Abroz looks up in anticipation. “Please be Endgame..Please be…”
Godsend smiles deviously. “Gordon G. Smack.”
Abroz jumps up, and waves his hands in desperation.
“My Lord! Please no! Not him. Anyone but him! He’s untenable, unruly and completely without skill! We will never…..”
Abroz shuts his mouth, tears are in his eyes. Dialectus on the other hand is smiling.
“Why are you smiling you simpleton?” Godsend smirks.
“Nobody is worse than Gordon G. Smack. I will rule this fed in no time at all.”
Godsend smiles and Dialectus takes a step back in fear.
“Really? Well that’s good, I like the spirit of competition. Your first pick is..Cephus O’…”
“NOOOOOO!!” Dialectus falls to his knees. Abroz, in mid sob, stops and slowly smiles.
“I agree to this arrangement my liege.” Abroz says, wiping tears from his face.
“I don’t! I want to live in Creepers colon! I choose that!” Dialectus says in a screaming sob.

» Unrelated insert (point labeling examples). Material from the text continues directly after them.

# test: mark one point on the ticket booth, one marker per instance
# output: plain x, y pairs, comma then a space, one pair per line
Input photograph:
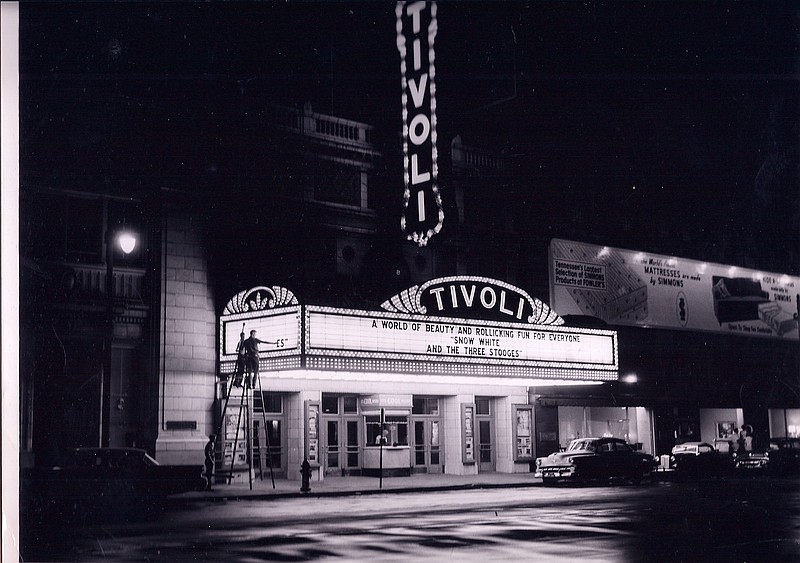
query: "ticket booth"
386, 426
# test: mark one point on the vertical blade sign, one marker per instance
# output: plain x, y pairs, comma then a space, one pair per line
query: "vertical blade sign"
422, 205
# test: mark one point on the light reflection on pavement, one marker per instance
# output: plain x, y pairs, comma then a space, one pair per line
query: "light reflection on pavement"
660, 522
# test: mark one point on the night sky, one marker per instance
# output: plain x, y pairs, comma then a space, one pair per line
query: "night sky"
668, 127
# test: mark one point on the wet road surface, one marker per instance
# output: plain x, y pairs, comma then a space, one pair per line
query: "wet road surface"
733, 519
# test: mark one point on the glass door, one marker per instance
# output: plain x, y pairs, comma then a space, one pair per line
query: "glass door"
485, 447
352, 446
483, 418
427, 446
332, 449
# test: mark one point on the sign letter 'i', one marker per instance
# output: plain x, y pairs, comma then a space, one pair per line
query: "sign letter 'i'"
416, 31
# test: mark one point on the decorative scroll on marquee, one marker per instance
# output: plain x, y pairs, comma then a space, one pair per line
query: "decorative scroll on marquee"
259, 299
474, 293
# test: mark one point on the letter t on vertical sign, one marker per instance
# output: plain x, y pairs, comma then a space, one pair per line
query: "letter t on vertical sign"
423, 214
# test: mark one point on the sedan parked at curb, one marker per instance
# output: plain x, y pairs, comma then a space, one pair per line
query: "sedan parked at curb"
105, 480
588, 459
699, 459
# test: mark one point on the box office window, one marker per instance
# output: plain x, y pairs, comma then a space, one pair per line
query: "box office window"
396, 428
272, 403
350, 404
425, 405
330, 403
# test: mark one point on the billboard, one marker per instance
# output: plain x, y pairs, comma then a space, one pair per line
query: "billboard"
628, 287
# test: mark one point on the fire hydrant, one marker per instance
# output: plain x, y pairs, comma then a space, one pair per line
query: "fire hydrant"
305, 474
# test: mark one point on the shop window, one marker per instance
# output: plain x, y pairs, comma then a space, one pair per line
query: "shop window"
330, 403
272, 403
425, 405
396, 428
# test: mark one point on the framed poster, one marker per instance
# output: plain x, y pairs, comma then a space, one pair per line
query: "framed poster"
467, 433
523, 432
312, 433
726, 430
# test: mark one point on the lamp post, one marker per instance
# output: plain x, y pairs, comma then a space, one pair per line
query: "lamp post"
127, 243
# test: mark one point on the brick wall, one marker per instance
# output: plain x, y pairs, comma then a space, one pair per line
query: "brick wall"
188, 343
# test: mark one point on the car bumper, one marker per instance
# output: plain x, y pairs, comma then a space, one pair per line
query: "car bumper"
557, 472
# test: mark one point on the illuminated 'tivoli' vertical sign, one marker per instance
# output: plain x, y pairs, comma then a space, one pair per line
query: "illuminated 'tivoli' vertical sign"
422, 205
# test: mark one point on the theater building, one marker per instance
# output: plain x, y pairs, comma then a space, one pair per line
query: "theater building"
451, 343
444, 371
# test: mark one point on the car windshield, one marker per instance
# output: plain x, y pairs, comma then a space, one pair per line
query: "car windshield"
582, 445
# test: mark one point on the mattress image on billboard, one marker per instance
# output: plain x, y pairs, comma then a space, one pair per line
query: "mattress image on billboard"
618, 292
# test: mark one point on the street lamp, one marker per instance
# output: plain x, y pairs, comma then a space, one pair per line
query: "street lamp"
127, 243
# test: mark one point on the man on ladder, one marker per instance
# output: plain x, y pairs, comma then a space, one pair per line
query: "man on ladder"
251, 357
248, 365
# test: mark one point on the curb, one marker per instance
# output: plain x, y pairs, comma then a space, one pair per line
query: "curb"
244, 496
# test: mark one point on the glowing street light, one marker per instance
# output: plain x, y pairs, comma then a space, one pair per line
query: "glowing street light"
127, 243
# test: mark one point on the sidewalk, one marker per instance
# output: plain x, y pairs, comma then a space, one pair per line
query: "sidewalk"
342, 486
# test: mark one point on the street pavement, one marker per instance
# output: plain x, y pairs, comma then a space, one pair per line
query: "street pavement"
262, 488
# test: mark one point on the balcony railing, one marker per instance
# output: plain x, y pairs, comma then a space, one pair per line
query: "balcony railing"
323, 127
465, 156
128, 283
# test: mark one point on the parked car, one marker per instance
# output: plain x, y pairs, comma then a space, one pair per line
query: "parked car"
781, 458
595, 459
699, 459
751, 461
105, 479
784, 456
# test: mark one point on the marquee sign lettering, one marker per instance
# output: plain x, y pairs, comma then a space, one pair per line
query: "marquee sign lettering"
464, 326
473, 298
423, 214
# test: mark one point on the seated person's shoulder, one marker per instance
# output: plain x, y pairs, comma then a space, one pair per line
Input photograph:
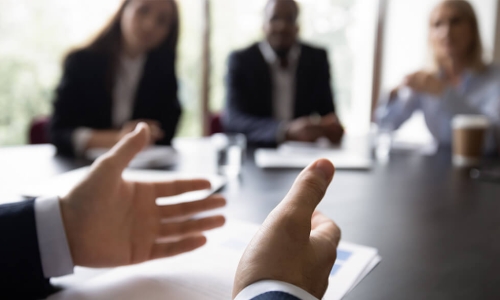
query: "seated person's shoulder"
246, 53
313, 51
493, 69
84, 58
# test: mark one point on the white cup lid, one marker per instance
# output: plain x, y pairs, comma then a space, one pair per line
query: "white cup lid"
470, 121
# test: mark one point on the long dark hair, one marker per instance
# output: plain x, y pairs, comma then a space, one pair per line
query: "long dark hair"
109, 40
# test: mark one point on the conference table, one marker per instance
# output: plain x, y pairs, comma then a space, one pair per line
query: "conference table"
437, 230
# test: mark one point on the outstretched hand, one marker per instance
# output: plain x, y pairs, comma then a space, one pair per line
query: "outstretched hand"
296, 244
111, 222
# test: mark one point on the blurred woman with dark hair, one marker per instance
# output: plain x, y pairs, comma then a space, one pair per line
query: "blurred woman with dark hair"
125, 75
457, 82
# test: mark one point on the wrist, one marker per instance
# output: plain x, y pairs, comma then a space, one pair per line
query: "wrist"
68, 218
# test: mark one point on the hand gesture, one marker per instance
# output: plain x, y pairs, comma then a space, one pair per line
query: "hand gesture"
295, 244
111, 222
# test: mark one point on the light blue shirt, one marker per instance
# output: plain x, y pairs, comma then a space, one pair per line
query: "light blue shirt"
478, 93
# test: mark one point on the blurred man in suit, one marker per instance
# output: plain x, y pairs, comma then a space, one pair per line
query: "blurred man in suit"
106, 221
279, 89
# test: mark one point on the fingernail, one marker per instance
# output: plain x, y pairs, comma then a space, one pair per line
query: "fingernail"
139, 126
325, 168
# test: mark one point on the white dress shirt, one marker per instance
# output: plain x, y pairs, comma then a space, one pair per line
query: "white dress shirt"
478, 93
126, 83
283, 84
55, 254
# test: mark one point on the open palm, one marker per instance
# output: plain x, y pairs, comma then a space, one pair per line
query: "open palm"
110, 221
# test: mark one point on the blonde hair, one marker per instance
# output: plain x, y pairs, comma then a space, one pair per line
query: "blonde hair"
466, 10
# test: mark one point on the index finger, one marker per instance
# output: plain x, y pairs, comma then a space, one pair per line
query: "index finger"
309, 189
177, 187
325, 228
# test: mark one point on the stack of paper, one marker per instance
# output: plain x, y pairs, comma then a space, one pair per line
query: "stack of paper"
204, 274
300, 155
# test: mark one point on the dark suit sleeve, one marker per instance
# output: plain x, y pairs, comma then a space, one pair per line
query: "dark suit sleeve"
275, 296
236, 118
171, 115
322, 90
66, 106
21, 274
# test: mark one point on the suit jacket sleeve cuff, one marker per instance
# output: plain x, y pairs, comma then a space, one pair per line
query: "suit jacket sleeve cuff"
52, 242
264, 286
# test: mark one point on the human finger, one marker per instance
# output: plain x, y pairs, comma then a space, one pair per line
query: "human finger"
325, 229
191, 208
191, 226
177, 187
124, 151
161, 250
309, 188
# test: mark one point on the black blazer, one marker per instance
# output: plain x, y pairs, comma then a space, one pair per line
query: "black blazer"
249, 104
84, 97
21, 273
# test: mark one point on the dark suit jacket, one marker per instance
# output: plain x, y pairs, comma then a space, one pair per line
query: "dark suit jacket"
249, 105
84, 97
21, 274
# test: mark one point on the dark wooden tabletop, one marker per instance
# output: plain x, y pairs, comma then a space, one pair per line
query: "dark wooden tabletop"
437, 230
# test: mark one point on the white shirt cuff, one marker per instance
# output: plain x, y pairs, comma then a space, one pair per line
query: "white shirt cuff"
55, 254
265, 286
80, 139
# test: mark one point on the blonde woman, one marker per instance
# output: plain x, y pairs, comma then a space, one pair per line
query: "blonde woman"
458, 83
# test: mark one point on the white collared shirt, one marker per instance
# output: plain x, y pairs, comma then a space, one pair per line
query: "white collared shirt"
283, 81
128, 76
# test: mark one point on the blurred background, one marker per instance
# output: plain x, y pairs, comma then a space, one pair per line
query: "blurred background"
372, 45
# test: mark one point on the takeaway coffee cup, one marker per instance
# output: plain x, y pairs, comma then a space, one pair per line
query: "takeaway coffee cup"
469, 132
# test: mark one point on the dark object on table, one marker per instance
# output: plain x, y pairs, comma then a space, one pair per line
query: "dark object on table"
490, 174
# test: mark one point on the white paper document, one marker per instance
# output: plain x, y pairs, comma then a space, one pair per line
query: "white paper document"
60, 185
300, 155
151, 157
204, 274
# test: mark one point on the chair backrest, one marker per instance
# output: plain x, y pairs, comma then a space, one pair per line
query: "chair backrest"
39, 130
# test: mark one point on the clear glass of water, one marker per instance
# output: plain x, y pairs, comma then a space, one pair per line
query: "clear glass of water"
383, 145
230, 152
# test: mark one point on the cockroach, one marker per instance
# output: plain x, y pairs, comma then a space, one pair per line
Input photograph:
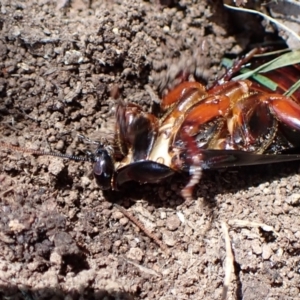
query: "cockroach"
232, 123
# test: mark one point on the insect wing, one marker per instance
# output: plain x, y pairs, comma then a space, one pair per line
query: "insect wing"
214, 159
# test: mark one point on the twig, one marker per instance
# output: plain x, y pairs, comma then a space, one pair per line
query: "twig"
252, 11
229, 266
244, 223
142, 227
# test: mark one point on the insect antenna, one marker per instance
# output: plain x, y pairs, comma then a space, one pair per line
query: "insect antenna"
89, 158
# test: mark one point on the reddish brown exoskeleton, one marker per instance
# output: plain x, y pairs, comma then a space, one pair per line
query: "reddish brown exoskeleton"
234, 123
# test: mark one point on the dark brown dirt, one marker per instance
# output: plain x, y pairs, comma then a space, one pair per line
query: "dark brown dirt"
60, 238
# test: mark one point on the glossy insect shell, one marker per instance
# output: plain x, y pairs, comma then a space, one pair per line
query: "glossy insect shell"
103, 168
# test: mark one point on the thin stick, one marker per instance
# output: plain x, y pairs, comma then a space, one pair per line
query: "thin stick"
251, 11
142, 227
229, 261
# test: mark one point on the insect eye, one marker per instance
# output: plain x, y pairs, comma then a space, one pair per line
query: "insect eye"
103, 169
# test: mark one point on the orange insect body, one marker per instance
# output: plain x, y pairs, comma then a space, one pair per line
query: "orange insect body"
233, 123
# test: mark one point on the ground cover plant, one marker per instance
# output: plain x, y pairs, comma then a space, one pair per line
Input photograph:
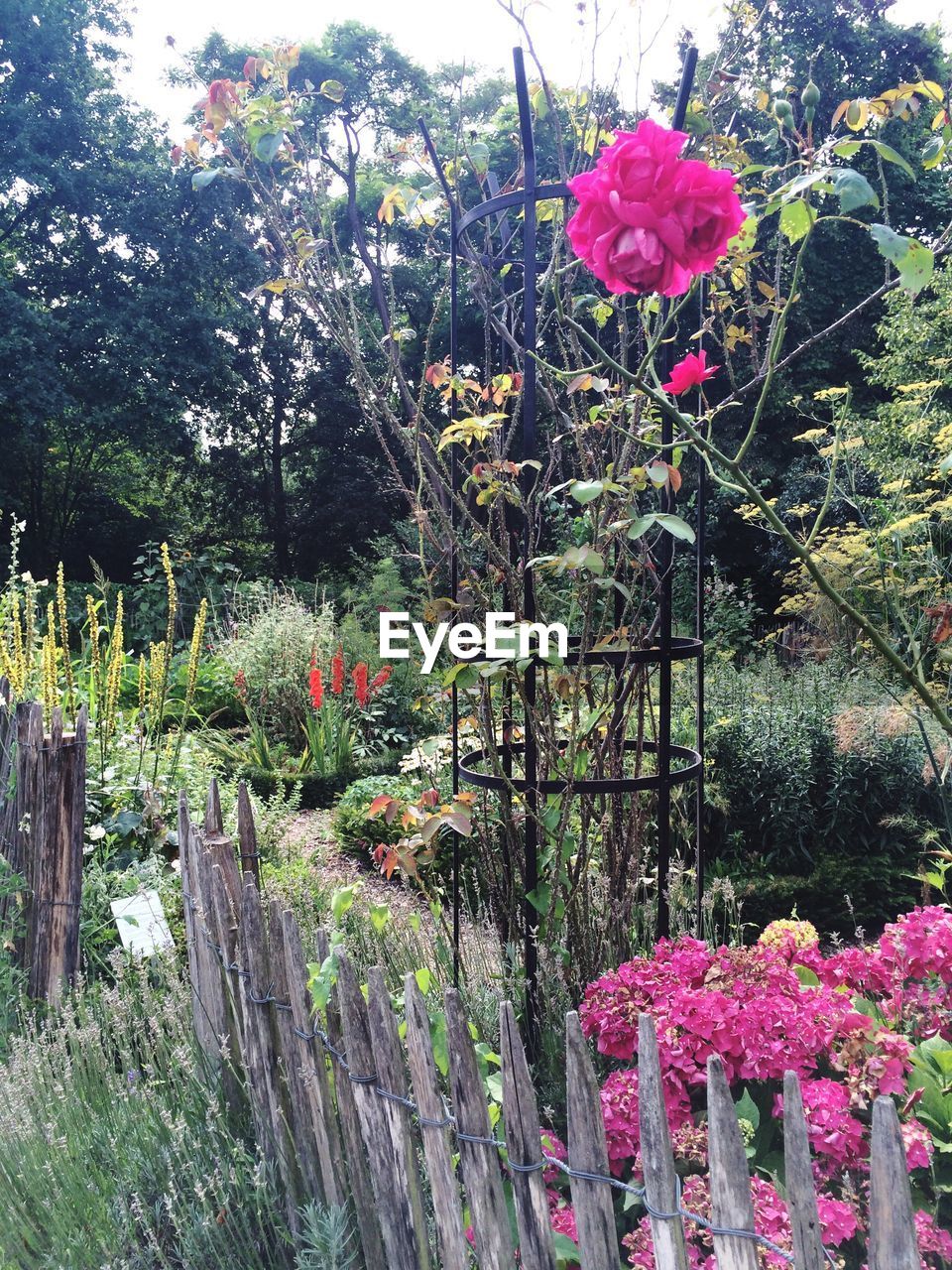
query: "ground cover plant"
238, 348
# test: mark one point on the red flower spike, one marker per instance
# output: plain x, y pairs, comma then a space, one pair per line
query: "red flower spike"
336, 672
380, 679
361, 690
690, 372
315, 686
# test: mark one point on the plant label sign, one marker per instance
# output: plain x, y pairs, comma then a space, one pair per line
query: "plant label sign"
141, 922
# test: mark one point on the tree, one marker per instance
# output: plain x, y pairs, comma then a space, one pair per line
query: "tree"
114, 286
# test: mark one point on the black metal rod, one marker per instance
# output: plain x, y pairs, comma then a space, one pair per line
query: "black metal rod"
699, 598
529, 451
665, 562
669, 648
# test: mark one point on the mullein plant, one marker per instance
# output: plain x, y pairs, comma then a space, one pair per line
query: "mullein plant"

“….Reilly.” Godsend looks at Dialectus annoyed at being interrupted.
“My decision is final there is no escape from your fate. Each of you will come with me to recruit your captains. Then once you are sent to your respective dressing rooms in the arena you will confer with your captains and choose your team.”
“I choose to be eaten for eternity!!” Dialectus screams.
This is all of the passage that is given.